The speaker series is the Andra Heart Foundation’s newest project to raise awareness and foster better prevention and intervention into sudden cardiac arrest in children and teens, particularly in young athletes.
Dalrymple’s daughter, Andra Jane Dalrymple, died unexpectedly on Oct. 23, 2010. She was 12. The cause was an undetected heart condition .
“Over the years, the awareness, activities and actions of Jenine’s group has continued to grow, touching more and more individuals.” said Dr. Scott Klewer, division chief of pediatric cardiology at the University of Arizona and a cardiologist at Banner-University Medical Center Tucson.
“When tragedies strike with a sudden cardiac death event, there always seems to be a rush to the cause — that we have to do everything we can so it doesn’t happen again,”
“But in the absence of an amazing organizer or individual like Jenine, it’s not sustained.”
Another local Banner pediatric cardiologist — Dr. Brent Barber — initially approached Dalrymple with the idea of a visiting lecture series, based on a similarly successful program at the University of Oregon. The idea is that Ackerman’s public lecture will draw in school nurses, athletic coaches and parents from throughout the Tucson area.
Ackerman will also be doing medical education with local health providers. On Friday — the day after the public lecture — he’ll spend the day with fellows, residents and other physicians at Banner-University Medical Center Tucson and at the UA’s Sarver Heart Center — both entities that are partnering with Dalrymple on the speaker series.
“For sudden cardiac death in pediatrics, he (Ackerman) is the recognized expert,” Klewer said. “I have heard him talk at some of the national meetings and this is a subject he eats, sleeps and breathes. He has thought a lot about it and has good pearls to share.”
Klewer says sudden cardiac death in children and teens is fairly rare, “but not rare enough.”
In Southern Arizona, he said, there are typically one or two such deaths per year. Usually it’s a previously healthy teen who goes into cardiac arrest doing some kind of sporting event, he said.
On average, every three days in the U.S. a competitive athlete experiences a sudden cardiac death, a 2012 article in the American Heart Association’s journal Circulation says.
Andra’s death occurred two days after she went into cardiac arrest as she left the field after trying out for the Flowing Wells Junior High School soccer team.
The cause of her death was a rare congenital heart defect called Long QT Syndrome, which causes a sudden and dangerous abnormal heartbeat and in some cases, death.
The Dalrymple family has since found out that both dad, Philip, and Andra’s younger sister, Grace, 16, have Long QT Syndrome.
The condition can be managed with medication and restricting activity One of the things Jenine learned is that hydration is good for heart health, and Grace has become more mindful of drinking lots of water.

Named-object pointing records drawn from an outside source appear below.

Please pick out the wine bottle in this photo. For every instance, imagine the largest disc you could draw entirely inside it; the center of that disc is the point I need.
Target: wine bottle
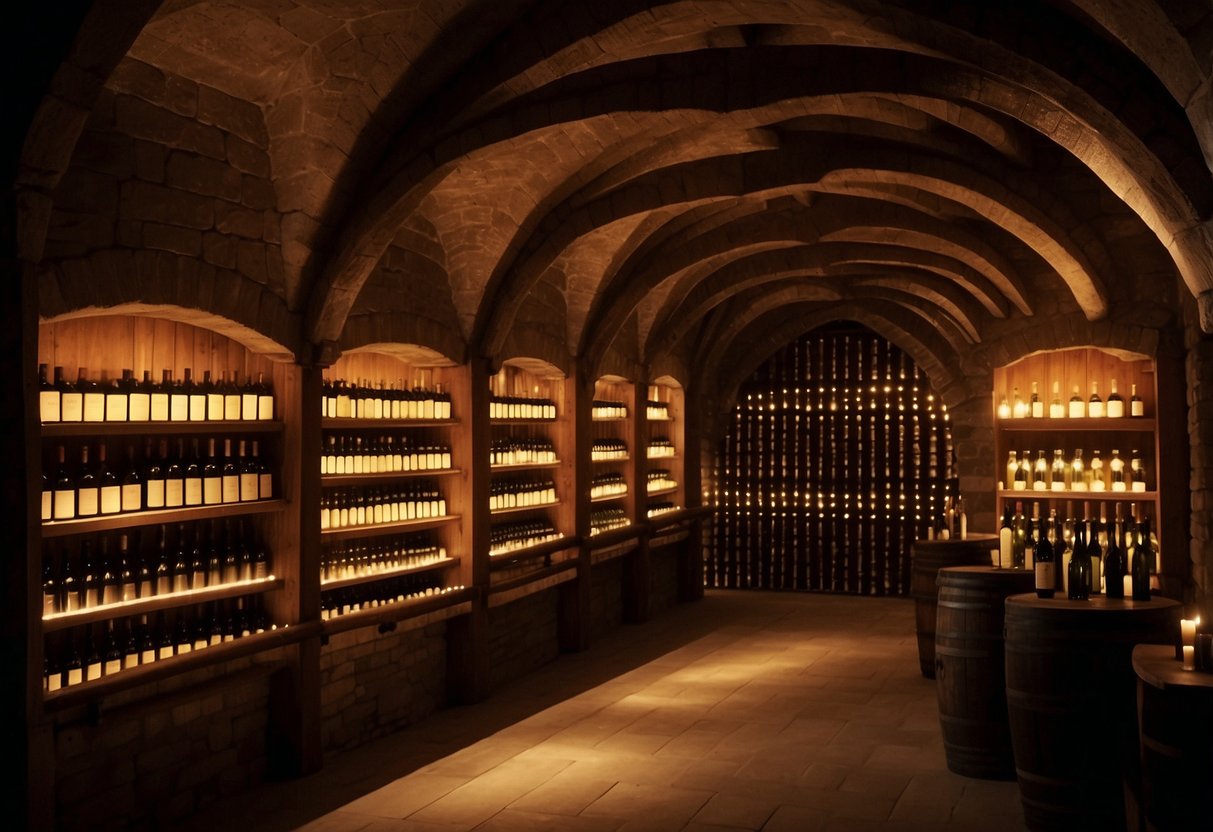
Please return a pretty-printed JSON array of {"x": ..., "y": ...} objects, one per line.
[
  {"x": 197, "y": 397},
  {"x": 229, "y": 474},
  {"x": 70, "y": 398},
  {"x": 265, "y": 398},
  {"x": 159, "y": 402},
  {"x": 178, "y": 402},
  {"x": 1094, "y": 404},
  {"x": 1137, "y": 406},
  {"x": 231, "y": 398},
  {"x": 140, "y": 406},
  {"x": 1115, "y": 405},
  {"x": 118, "y": 398},
  {"x": 175, "y": 478},
  {"x": 192, "y": 478},
  {"x": 87, "y": 489},
  {"x": 63, "y": 490},
  {"x": 49, "y": 397},
  {"x": 1143, "y": 557},
  {"x": 249, "y": 399},
  {"x": 94, "y": 397}
]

To that end the Andra Heart Foundation this year donated hydration stations and water bottles to Flowing Wells Junior High. Andra was in seventh grade at the school at the time of her death.
The foundation has done numerous other projects to promote heart health and to help local students, including holding heart screenings in the Flowing Wells school district, and donating automated external defibrillators (AEDs) to schools and other organizations.
Screenings of 3,400 students have turned up cases of Long QT Syndrome, and students with Wolff-Parkinson-White Syndrome, which is a congenital heart condition involving an extra electrical pathway in the heart. In rare instances, it can cause death.
Dalrymple says she wants nothing more than to mobilize the Tucson community so that if there is a sudden cardiac event, the child’s life may be saved.
“I just want schools to be prepared and be aware of cardiac arrest in students,” Dalrymple said. “If someone has to run from the field to the office to get help and it takes more than three minutes, it’s not good enough.”